In Britain itself, says Sir Norman, "great incomes" have disappeared and "the present wartime economy of Britain is about as Socialist as it could be." As for the titles Americans dislike so much, Sir Norman says they are just "medals" and that Soviet Russia has medals too. "Old feudal forms tend to lubricate . . . machinery subject to friction."

What it all adds up to, concludes Sir Norman, is that the U.S. should join with Britain under a pact "for mutual aid against aggression." This is the only possible beginning to a general, international effort to insure "secure democracy." America could have air and sea bases in Malaya, Burma, Ceylon and India. Sir Norman does not think India would mind this a bit. Americans, Indians and Britons should together direct "the transition of Indian policy." The desperate, starving hordes of post-war Europe must be succored by United Nations action. Terroristic Nazis must "mainly" be executed and Germany occupied for "a longish period." German children should not "be punished, or made to suffer if it can be avoided." "Babies," Sir Norman believes, "are neutral."

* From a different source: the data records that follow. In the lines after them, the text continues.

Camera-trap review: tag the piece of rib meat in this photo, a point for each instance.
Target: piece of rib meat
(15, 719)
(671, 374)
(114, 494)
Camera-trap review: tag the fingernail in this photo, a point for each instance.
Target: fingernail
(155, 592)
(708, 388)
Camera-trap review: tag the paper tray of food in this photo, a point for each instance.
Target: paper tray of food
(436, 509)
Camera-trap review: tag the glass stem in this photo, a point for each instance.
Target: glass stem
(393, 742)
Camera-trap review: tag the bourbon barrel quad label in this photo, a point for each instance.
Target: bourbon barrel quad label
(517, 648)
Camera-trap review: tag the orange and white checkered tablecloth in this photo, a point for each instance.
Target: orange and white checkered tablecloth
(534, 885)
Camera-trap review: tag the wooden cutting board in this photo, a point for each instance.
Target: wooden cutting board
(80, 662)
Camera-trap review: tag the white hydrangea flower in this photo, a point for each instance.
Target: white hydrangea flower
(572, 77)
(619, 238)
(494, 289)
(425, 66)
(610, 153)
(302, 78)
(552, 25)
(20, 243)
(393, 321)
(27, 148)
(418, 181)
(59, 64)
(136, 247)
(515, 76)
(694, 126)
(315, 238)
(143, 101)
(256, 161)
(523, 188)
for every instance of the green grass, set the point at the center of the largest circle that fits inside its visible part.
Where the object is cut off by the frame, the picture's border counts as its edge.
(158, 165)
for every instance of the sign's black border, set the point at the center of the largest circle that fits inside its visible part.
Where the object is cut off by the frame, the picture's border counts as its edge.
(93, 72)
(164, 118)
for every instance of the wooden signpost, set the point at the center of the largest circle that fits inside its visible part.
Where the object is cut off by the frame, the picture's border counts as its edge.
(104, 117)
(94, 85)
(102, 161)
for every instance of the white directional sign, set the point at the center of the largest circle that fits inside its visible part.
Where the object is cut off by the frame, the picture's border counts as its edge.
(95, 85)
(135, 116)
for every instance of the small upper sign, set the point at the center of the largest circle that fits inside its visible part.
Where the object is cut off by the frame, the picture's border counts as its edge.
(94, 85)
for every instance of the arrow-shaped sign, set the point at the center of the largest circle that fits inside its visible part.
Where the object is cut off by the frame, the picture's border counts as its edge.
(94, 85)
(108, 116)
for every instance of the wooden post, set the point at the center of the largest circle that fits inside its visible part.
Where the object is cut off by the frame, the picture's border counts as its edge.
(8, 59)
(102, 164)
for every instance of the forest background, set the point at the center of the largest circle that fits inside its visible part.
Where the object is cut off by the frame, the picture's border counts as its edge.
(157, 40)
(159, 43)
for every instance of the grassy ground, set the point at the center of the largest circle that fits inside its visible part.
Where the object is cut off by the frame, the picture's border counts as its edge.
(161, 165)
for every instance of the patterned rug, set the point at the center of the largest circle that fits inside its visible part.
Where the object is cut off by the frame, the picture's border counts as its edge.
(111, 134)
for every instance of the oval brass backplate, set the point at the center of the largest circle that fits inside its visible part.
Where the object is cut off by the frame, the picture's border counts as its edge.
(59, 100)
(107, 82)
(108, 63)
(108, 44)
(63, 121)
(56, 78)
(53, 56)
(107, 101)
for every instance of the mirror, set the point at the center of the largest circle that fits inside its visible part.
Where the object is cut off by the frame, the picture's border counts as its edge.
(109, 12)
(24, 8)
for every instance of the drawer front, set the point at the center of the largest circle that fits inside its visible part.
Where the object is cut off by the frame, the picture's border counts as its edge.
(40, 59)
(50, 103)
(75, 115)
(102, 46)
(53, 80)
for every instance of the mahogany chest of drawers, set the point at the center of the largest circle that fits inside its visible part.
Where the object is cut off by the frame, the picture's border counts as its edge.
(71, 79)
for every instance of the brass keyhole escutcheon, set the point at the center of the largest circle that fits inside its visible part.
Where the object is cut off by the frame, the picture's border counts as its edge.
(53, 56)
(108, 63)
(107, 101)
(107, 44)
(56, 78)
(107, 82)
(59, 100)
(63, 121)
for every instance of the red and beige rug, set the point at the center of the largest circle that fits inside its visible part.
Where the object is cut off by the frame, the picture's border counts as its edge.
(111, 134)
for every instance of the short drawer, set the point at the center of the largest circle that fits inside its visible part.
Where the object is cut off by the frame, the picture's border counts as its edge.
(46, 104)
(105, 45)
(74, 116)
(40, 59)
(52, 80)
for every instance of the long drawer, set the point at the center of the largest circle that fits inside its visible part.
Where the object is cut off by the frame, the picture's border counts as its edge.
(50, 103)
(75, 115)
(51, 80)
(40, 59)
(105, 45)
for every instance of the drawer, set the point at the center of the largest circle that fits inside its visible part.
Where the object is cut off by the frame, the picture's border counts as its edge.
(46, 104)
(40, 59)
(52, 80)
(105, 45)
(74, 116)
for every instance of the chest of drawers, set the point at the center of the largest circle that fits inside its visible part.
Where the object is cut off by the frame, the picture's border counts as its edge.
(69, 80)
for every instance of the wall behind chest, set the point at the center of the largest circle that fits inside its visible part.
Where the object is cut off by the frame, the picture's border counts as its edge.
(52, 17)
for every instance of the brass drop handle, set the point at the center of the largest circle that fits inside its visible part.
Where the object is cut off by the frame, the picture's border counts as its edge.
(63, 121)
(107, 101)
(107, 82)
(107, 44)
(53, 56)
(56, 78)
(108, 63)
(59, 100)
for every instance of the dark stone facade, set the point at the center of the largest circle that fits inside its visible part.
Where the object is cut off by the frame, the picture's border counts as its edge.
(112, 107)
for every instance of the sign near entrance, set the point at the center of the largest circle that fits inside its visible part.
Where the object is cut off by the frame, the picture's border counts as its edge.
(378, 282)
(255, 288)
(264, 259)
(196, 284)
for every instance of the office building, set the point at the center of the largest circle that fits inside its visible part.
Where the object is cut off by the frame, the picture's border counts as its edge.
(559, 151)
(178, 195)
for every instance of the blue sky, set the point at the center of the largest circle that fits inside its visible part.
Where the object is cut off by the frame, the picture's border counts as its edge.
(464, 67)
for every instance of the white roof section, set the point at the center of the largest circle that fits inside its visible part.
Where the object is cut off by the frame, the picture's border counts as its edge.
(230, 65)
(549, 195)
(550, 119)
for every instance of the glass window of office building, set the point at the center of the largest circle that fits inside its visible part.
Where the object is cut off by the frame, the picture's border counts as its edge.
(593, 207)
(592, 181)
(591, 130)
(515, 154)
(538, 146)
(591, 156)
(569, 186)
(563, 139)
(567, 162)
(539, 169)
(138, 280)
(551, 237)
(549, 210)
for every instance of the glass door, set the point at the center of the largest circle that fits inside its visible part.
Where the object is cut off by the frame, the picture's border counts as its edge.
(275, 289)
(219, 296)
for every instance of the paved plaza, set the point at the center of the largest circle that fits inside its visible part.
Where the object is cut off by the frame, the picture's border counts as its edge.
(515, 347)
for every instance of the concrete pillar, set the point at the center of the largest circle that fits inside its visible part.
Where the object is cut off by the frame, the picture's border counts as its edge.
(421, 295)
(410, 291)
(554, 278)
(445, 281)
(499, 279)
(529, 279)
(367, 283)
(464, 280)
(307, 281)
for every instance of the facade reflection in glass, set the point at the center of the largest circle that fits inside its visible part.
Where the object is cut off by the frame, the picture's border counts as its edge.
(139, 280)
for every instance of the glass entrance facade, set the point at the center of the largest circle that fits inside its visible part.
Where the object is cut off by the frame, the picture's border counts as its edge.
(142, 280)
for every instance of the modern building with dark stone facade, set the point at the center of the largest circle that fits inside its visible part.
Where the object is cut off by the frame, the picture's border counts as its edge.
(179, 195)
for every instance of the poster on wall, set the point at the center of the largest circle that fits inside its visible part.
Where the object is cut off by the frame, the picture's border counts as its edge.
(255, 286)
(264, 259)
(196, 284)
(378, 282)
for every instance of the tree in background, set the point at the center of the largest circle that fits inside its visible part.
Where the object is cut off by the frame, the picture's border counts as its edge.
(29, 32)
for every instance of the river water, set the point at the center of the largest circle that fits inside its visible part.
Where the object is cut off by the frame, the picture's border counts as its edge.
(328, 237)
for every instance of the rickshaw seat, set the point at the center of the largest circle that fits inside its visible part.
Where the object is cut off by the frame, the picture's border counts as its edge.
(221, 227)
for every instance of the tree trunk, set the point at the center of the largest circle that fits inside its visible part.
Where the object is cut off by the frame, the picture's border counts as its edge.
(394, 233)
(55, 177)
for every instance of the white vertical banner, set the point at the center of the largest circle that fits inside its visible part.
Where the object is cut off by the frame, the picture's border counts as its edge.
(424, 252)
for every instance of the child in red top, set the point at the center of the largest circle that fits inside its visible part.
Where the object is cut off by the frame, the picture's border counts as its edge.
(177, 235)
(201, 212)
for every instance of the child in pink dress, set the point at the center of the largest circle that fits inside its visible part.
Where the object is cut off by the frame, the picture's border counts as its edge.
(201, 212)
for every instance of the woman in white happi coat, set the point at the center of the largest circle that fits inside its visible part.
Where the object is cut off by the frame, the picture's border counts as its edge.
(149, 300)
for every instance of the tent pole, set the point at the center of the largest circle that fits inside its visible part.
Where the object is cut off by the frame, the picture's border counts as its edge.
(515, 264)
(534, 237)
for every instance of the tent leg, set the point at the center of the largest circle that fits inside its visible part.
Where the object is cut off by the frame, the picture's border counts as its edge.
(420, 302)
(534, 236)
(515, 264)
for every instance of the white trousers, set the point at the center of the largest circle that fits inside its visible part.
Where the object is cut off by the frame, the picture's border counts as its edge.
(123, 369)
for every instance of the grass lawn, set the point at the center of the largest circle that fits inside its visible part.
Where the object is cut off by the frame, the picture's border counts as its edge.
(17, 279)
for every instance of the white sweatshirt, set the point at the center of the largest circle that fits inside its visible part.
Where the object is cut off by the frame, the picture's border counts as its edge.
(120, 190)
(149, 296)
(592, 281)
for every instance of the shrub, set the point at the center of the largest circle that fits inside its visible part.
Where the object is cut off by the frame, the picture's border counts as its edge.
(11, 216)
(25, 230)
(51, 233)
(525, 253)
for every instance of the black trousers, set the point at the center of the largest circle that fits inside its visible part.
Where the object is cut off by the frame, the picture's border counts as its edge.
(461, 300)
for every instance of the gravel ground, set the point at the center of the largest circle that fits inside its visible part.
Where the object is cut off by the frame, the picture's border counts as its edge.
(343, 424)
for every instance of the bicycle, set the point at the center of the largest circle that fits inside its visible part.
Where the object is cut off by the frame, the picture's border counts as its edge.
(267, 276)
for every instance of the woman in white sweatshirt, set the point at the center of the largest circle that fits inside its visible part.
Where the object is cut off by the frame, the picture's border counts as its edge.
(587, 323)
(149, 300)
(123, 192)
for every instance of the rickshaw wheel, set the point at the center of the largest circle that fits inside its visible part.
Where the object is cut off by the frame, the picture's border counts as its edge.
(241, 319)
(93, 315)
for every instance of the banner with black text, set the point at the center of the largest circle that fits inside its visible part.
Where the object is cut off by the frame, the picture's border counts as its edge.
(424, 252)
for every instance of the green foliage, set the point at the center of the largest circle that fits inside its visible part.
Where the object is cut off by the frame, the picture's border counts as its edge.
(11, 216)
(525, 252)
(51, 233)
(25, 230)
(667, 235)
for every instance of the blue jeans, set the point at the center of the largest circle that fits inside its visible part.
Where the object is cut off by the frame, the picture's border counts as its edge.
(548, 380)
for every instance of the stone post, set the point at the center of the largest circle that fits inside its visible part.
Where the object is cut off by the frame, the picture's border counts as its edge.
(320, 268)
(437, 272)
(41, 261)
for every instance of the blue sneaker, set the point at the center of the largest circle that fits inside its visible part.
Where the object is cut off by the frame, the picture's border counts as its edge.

Old Ladies Are Snubbers. In his flight Sir Norman often comes within range of Author Straight's noisily effective multiple pompoms. Make This the Last War keeps blasting away at the Angellian wings. Unlike Sir Norman, Author Straight gives himself no political label, apart from urging his readers to join the International Free World Association.* Like Sir Norman, he hopes to see post-war continuation of United Nations controls. But there the two part company. Author Straight sees the world as indivisible, not only for purposes of national security but for the very existence of nations.

The British imperialism denied by Sir Norman not only exists for Author Straight but is grossly shared by the U.S. Where Sir Norman speaks proudly, of British developments in India, Author Straight is horrified by India's "arrested development." India, he insists, has been kept deliberately as a source of raw materials; her industrial capacity has been ignored so as to preserve her "raw" relation to industrial Britain.